To date, few economic evaluations have focused on the use of atypical antipsychotics in the treatment of BPD. Most economic evaluations concerning BPD were cost-effectiveness analysis, with the number of acute mood episodes avoided as the primary clinical outcome. Those economic evaluations have largely been based on Markov models, where treatment discontinuation or switches were taken into account [11]–[15]. To date, the use of asenapine for treating BPD has not been evaluated in Canada from an economic standpoint. Therefore, the objective of this study was to assess the economic impact of asenapine compared with olanzapine in the treatment of BPD over a 5-year time horizon.


For this economic evaluation, a model based cost-utility analysis was performed. For the base-case analysis, asenapine was compared to olanzapine because it has been used as the comparator in pivotal clinical trials [16]–[19]. In addition, olanzapine is one of the most commonly prescribed atypical antipsychotic drugs in Canada for BPD. The patient population presented the characteristics of patients in pivotal clinical trials of asenapine in BPD (moderate to severe BPD, onset at age of 40 years) [16]–[19]. To encompass short-term and long-term outcomes and the costs associated with atypical antipsychotic use, this economic evaluation was conducted over a five-year time horizon. In addition, a ten-year time-horizon was considered in a complementary analysis. Given the low adherence to antipsychotic medications in BPD patients, a longer perspective was not considered [20].

Model structure

A decision tree combined with a time-dependent Markov model was constructed to assess the cost-effectiveness of asenapine compared with olanzapine in the treatment of BPD (Figure 1). A focus was placed on weight gain and long-term metabolic complications associated with treatments. According to expert clinicians (psychiatrists from the Douglas Mental Health University Institute, Montreal, Quebec), this model structure was clinically meaningful for accurate representation of disease evolution and treatment.

Figure 1
figure 1

Model structure.

First, a decision tree with a one-year time horizon was constructed to take into account the occurrence of EPS-related events, the probability of switching treatment, and the probability of gaining weight. A proportion of patients who experienced EPS discontinued their first treatment and switched to another. The treatment used when a treatment switch occurred was aripiprazole, as it is the most recently approved atypical antipsychotic for schizophrenia (SCZ) and BPD indications, with similar metabolic properties to asenapine. Moreover, according to clinical experts, aripiprazole was considered the most appropriate option in case of treatment switch. Weight gain was considered according to results of pivotal clinical trials, where patients tend to significantly gain weight (≥7%) within the first year of treatment [16]–[19].

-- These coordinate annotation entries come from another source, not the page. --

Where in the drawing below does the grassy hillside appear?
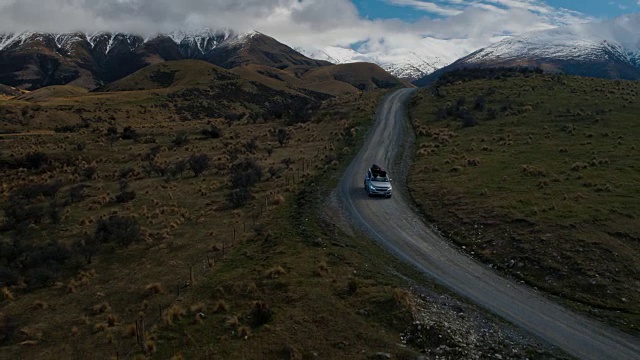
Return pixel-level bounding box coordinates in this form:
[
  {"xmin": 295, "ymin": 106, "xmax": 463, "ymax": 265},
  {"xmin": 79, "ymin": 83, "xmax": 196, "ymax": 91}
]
[
  {"xmin": 0, "ymin": 86, "xmax": 420, "ymax": 359},
  {"xmin": 409, "ymin": 72, "xmax": 640, "ymax": 333},
  {"xmin": 97, "ymin": 60, "xmax": 239, "ymax": 92},
  {"xmin": 0, "ymin": 67, "xmax": 564, "ymax": 359},
  {"xmin": 15, "ymin": 85, "xmax": 88, "ymax": 102}
]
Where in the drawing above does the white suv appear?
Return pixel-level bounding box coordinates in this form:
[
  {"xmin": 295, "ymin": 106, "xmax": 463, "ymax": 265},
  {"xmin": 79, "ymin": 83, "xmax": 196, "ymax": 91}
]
[{"xmin": 364, "ymin": 165, "xmax": 393, "ymax": 198}]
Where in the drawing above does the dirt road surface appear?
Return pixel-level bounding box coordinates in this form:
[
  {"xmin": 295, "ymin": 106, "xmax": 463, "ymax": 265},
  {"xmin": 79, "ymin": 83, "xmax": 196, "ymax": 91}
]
[{"xmin": 336, "ymin": 89, "xmax": 640, "ymax": 359}]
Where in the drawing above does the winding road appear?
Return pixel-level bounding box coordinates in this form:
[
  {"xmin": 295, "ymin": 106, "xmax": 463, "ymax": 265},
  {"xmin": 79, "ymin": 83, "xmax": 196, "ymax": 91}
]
[{"xmin": 337, "ymin": 89, "xmax": 640, "ymax": 359}]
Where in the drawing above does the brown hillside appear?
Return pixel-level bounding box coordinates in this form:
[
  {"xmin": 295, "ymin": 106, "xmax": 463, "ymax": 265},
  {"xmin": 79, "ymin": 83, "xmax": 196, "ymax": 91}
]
[
  {"xmin": 97, "ymin": 60, "xmax": 239, "ymax": 92},
  {"xmin": 15, "ymin": 85, "xmax": 88, "ymax": 102},
  {"xmin": 302, "ymin": 63, "xmax": 412, "ymax": 91}
]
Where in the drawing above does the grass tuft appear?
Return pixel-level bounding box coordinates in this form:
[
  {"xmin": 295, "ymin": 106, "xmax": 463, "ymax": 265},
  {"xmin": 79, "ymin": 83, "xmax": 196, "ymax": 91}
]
[
  {"xmin": 144, "ymin": 283, "xmax": 163, "ymax": 295},
  {"xmin": 265, "ymin": 266, "xmax": 286, "ymax": 279}
]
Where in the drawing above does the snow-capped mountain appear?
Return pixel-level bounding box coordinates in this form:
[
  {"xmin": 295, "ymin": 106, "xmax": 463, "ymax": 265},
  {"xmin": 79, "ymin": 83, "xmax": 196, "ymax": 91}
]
[
  {"xmin": 417, "ymin": 13, "xmax": 640, "ymax": 85},
  {"xmin": 296, "ymin": 38, "xmax": 468, "ymax": 81},
  {"xmin": 0, "ymin": 29, "xmax": 329, "ymax": 89}
]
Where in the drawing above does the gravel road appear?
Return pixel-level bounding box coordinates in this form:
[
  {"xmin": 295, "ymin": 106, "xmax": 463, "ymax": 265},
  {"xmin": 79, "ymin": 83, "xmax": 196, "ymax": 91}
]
[{"xmin": 336, "ymin": 89, "xmax": 640, "ymax": 359}]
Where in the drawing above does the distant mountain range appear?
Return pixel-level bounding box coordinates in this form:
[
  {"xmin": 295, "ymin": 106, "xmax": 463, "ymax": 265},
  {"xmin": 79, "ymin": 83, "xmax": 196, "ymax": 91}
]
[
  {"xmin": 0, "ymin": 14, "xmax": 640, "ymax": 89},
  {"xmin": 0, "ymin": 30, "xmax": 332, "ymax": 90},
  {"xmin": 414, "ymin": 13, "xmax": 640, "ymax": 86},
  {"xmin": 296, "ymin": 46, "xmax": 455, "ymax": 81}
]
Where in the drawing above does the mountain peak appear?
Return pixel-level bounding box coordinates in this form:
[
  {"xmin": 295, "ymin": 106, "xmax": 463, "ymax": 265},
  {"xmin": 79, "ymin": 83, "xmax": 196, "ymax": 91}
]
[{"xmin": 418, "ymin": 14, "xmax": 640, "ymax": 85}]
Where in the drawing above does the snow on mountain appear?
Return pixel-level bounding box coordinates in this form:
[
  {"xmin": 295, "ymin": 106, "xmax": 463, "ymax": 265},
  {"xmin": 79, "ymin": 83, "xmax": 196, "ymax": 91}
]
[
  {"xmin": 464, "ymin": 14, "xmax": 640, "ymax": 66},
  {"xmin": 296, "ymin": 38, "xmax": 475, "ymax": 81},
  {"xmin": 0, "ymin": 29, "xmax": 257, "ymax": 56}
]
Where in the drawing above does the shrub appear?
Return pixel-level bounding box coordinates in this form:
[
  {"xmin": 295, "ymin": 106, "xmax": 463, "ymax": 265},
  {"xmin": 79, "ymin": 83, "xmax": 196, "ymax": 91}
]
[
  {"xmin": 14, "ymin": 180, "xmax": 62, "ymax": 199},
  {"xmin": 169, "ymin": 160, "xmax": 187, "ymax": 177},
  {"xmin": 115, "ymin": 190, "xmax": 136, "ymax": 204},
  {"xmin": 171, "ymin": 132, "xmax": 189, "ymax": 147},
  {"xmin": 142, "ymin": 145, "xmax": 162, "ymax": 161},
  {"xmin": 94, "ymin": 215, "xmax": 142, "ymax": 246},
  {"xmin": 273, "ymin": 128, "xmax": 291, "ymax": 146},
  {"xmin": 227, "ymin": 188, "xmax": 251, "ymax": 208},
  {"xmin": 107, "ymin": 126, "xmax": 118, "ymax": 136},
  {"xmin": 73, "ymin": 236, "xmax": 102, "ymax": 264},
  {"xmin": 231, "ymin": 158, "xmax": 262, "ymax": 189},
  {"xmin": 200, "ymin": 124, "xmax": 222, "ymax": 139},
  {"xmin": 0, "ymin": 313, "xmax": 18, "ymax": 345},
  {"xmin": 187, "ymin": 154, "xmax": 211, "ymax": 176},
  {"xmin": 473, "ymin": 96, "xmax": 487, "ymax": 111},
  {"xmin": 461, "ymin": 112, "xmax": 478, "ymax": 128},
  {"xmin": 22, "ymin": 151, "xmax": 49, "ymax": 170},
  {"xmin": 80, "ymin": 166, "xmax": 98, "ymax": 180},
  {"xmin": 249, "ymin": 301, "xmax": 273, "ymax": 327},
  {"xmin": 242, "ymin": 137, "xmax": 258, "ymax": 154},
  {"xmin": 120, "ymin": 126, "xmax": 140, "ymax": 140},
  {"xmin": 4, "ymin": 197, "xmax": 46, "ymax": 228},
  {"xmin": 69, "ymin": 184, "xmax": 89, "ymax": 204}
]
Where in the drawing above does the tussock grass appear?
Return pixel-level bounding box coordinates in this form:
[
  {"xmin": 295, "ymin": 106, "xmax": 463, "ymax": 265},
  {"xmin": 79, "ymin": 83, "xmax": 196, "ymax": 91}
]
[
  {"xmin": 409, "ymin": 71, "xmax": 640, "ymax": 332},
  {"xmin": 264, "ymin": 266, "xmax": 287, "ymax": 279}
]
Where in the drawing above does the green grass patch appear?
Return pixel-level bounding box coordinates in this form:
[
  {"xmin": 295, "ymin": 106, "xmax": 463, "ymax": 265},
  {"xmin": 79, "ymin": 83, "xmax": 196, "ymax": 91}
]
[{"xmin": 409, "ymin": 74, "xmax": 640, "ymax": 331}]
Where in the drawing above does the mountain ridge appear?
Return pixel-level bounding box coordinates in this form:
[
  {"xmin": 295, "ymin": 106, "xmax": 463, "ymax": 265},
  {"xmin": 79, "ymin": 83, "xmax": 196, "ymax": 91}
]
[
  {"xmin": 414, "ymin": 13, "xmax": 640, "ymax": 86},
  {"xmin": 0, "ymin": 29, "xmax": 331, "ymax": 90}
]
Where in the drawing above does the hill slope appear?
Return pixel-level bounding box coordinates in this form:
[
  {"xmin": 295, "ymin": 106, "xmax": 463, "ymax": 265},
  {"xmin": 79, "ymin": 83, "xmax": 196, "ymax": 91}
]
[
  {"xmin": 0, "ymin": 31, "xmax": 330, "ymax": 90},
  {"xmin": 409, "ymin": 72, "xmax": 640, "ymax": 333},
  {"xmin": 415, "ymin": 13, "xmax": 640, "ymax": 86}
]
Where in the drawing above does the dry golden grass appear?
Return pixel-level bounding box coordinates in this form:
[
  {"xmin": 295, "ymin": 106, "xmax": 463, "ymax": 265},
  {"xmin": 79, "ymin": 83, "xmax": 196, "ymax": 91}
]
[
  {"xmin": 211, "ymin": 300, "xmax": 229, "ymax": 313},
  {"xmin": 264, "ymin": 266, "xmax": 287, "ymax": 279},
  {"xmin": 144, "ymin": 283, "xmax": 163, "ymax": 295},
  {"xmin": 2, "ymin": 286, "xmax": 15, "ymax": 300},
  {"xmin": 91, "ymin": 302, "xmax": 111, "ymax": 315},
  {"xmin": 0, "ymin": 86, "xmax": 404, "ymax": 358},
  {"xmin": 163, "ymin": 304, "xmax": 187, "ymax": 325}
]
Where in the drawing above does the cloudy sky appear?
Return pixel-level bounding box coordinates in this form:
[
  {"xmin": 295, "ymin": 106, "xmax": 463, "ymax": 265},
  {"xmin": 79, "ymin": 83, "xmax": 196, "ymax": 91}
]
[{"xmin": 0, "ymin": 0, "xmax": 640, "ymax": 59}]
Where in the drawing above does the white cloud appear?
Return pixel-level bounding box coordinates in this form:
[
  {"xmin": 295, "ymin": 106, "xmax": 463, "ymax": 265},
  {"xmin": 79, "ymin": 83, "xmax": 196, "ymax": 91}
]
[
  {"xmin": 0, "ymin": 0, "xmax": 600, "ymax": 67},
  {"xmin": 387, "ymin": 0, "xmax": 462, "ymax": 16}
]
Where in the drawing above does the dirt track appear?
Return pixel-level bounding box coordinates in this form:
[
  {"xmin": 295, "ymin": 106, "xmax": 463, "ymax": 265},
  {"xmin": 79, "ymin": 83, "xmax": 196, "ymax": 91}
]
[{"xmin": 336, "ymin": 89, "xmax": 640, "ymax": 359}]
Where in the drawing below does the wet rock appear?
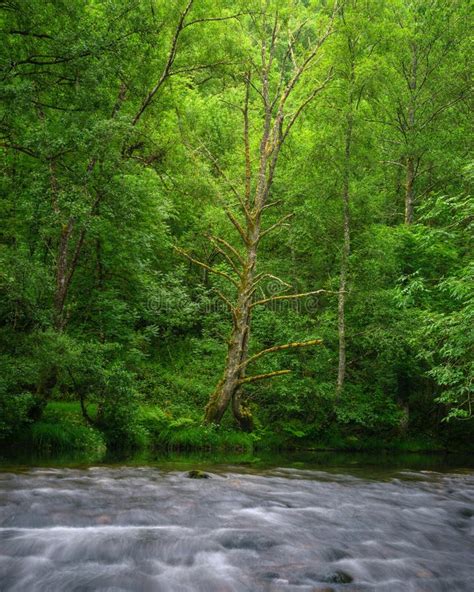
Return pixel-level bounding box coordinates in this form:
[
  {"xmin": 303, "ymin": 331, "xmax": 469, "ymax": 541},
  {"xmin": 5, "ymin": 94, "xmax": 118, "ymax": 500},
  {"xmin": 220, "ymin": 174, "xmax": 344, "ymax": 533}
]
[
  {"xmin": 186, "ymin": 469, "xmax": 211, "ymax": 479},
  {"xmin": 220, "ymin": 531, "xmax": 279, "ymax": 551},
  {"xmin": 459, "ymin": 508, "xmax": 474, "ymax": 518},
  {"xmin": 322, "ymin": 571, "xmax": 354, "ymax": 584}
]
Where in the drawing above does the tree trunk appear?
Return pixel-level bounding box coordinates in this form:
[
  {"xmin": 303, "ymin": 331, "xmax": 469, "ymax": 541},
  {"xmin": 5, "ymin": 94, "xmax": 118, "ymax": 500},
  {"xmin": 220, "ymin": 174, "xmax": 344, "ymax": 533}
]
[
  {"xmin": 205, "ymin": 221, "xmax": 260, "ymax": 431},
  {"xmin": 405, "ymin": 44, "xmax": 418, "ymax": 224},
  {"xmin": 336, "ymin": 112, "xmax": 353, "ymax": 400},
  {"xmin": 177, "ymin": 8, "xmax": 337, "ymax": 431}
]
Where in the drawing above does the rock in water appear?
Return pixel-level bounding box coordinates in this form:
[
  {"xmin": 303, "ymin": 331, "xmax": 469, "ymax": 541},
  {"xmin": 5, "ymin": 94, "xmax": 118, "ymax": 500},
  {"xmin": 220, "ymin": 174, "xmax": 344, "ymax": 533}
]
[
  {"xmin": 186, "ymin": 469, "xmax": 211, "ymax": 479},
  {"xmin": 323, "ymin": 571, "xmax": 353, "ymax": 584}
]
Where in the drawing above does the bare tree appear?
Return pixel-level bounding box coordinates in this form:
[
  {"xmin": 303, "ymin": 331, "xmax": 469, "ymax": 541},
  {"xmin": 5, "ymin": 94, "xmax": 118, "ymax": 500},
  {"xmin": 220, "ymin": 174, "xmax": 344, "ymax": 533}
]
[{"xmin": 178, "ymin": 8, "xmax": 336, "ymax": 431}]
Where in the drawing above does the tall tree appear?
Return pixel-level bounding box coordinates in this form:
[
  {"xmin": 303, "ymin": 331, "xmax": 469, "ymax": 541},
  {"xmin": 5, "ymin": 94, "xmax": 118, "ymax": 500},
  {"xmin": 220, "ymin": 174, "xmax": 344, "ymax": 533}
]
[{"xmin": 177, "ymin": 3, "xmax": 338, "ymax": 430}]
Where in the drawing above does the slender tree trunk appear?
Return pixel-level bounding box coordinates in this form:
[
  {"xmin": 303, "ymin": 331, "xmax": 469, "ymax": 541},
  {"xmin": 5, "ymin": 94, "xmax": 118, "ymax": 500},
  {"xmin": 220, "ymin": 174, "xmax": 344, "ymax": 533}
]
[
  {"xmin": 336, "ymin": 112, "xmax": 353, "ymax": 398},
  {"xmin": 205, "ymin": 221, "xmax": 260, "ymax": 431},
  {"xmin": 177, "ymin": 5, "xmax": 337, "ymax": 431},
  {"xmin": 405, "ymin": 44, "xmax": 418, "ymax": 224},
  {"xmin": 405, "ymin": 156, "xmax": 415, "ymax": 224}
]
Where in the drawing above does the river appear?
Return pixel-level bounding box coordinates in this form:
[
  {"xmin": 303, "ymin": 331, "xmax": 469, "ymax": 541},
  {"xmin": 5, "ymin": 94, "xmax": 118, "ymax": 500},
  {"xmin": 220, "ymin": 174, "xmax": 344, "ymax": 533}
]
[{"xmin": 0, "ymin": 455, "xmax": 474, "ymax": 592}]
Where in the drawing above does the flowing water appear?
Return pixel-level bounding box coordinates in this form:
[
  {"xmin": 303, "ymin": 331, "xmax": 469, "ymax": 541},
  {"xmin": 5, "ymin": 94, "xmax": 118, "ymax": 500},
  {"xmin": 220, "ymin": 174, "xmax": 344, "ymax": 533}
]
[{"xmin": 0, "ymin": 454, "xmax": 474, "ymax": 592}]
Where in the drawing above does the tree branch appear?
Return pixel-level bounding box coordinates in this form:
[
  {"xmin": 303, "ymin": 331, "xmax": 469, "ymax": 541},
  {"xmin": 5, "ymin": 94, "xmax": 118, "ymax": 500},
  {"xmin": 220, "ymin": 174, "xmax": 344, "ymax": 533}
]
[
  {"xmin": 251, "ymin": 290, "xmax": 334, "ymax": 307},
  {"xmin": 239, "ymin": 339, "xmax": 323, "ymax": 368},
  {"xmin": 259, "ymin": 212, "xmax": 294, "ymax": 241},
  {"xmin": 132, "ymin": 0, "xmax": 193, "ymax": 126},
  {"xmin": 239, "ymin": 370, "xmax": 291, "ymax": 384},
  {"xmin": 174, "ymin": 246, "xmax": 239, "ymax": 288}
]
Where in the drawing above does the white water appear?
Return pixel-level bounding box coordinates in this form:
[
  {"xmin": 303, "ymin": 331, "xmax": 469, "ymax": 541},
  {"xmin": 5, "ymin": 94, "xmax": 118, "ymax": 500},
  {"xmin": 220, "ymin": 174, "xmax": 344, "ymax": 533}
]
[{"xmin": 0, "ymin": 467, "xmax": 474, "ymax": 592}]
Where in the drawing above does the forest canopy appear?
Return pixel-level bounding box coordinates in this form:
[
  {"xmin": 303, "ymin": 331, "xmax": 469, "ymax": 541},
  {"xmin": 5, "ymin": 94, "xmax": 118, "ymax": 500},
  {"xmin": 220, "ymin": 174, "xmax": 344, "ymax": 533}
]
[{"xmin": 0, "ymin": 0, "xmax": 474, "ymax": 448}]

A Markov model was developed for the subsequent years of treatment. Markov health states included long-term metabolic complications such as diabetes, hypertension, CHDs, and stroke associated with weight gain, and the absorbing health state was death. According to the prevalence of each complication at age 40, as reported for the overall population, a proportion of BPD patients who entered the Markov model were already suffering from metabolic complications. Thereafter, patients progressed in the model health states with the reported annual incidence rate for each complication, taking into account the elevated risks for patients with weight gain associated with their BPD treatment. Diabetes and hypertension are chronic diseases and stroke and CHDs are punctual events with chronic consequences. Then, they were included in the model once the condition occurred, and they remained until death. It was assumed that complications could occur at any time during the horizon of the Markov model. In addition, although patients could acquire more than one complication during the model time period, it was assumed that only one complication could occur per patient per year. Further details on transition probabilities of the Markov model are available in Additional file 1.

Clinical data

For the base-case scenario, the incidence rates of EPS-related adverse effects and of significant weight gain (≥7%) with asenapine and olanzapine were taken from pivotal clinical trials that directly compared the two treatments (Table 1) [16]–[19]. The proportion of treatment switch due to an EPS-related event in patients who experienced an EPS was assumed to be the same as that estimated in SCZ from clinical trials comparing asenapine and olanzapine because no data was available in BPD clinical trials [35]. A ≥7% weight gain was considered significant, according to data reported in pivotal asenapine clinical trials [16]–[19]. Moreover, the 7% weight gain is one of the clinical meaningful cuts used in most BPD clinical trials, and is recognized by the National Institute for Clinical Excellence (NICE) [36]–[39]. In order to appropriately capture weight gain complications, incidence data was taken from a study reporting on weight gain incidence after 52 weeks of antipsychotic treatment [19]. Because the EPS-related events occur early after treatment initiation, all pivotal studies, including short duration study, which reported a proportion of patients who experienced an EPS-related event, were considered.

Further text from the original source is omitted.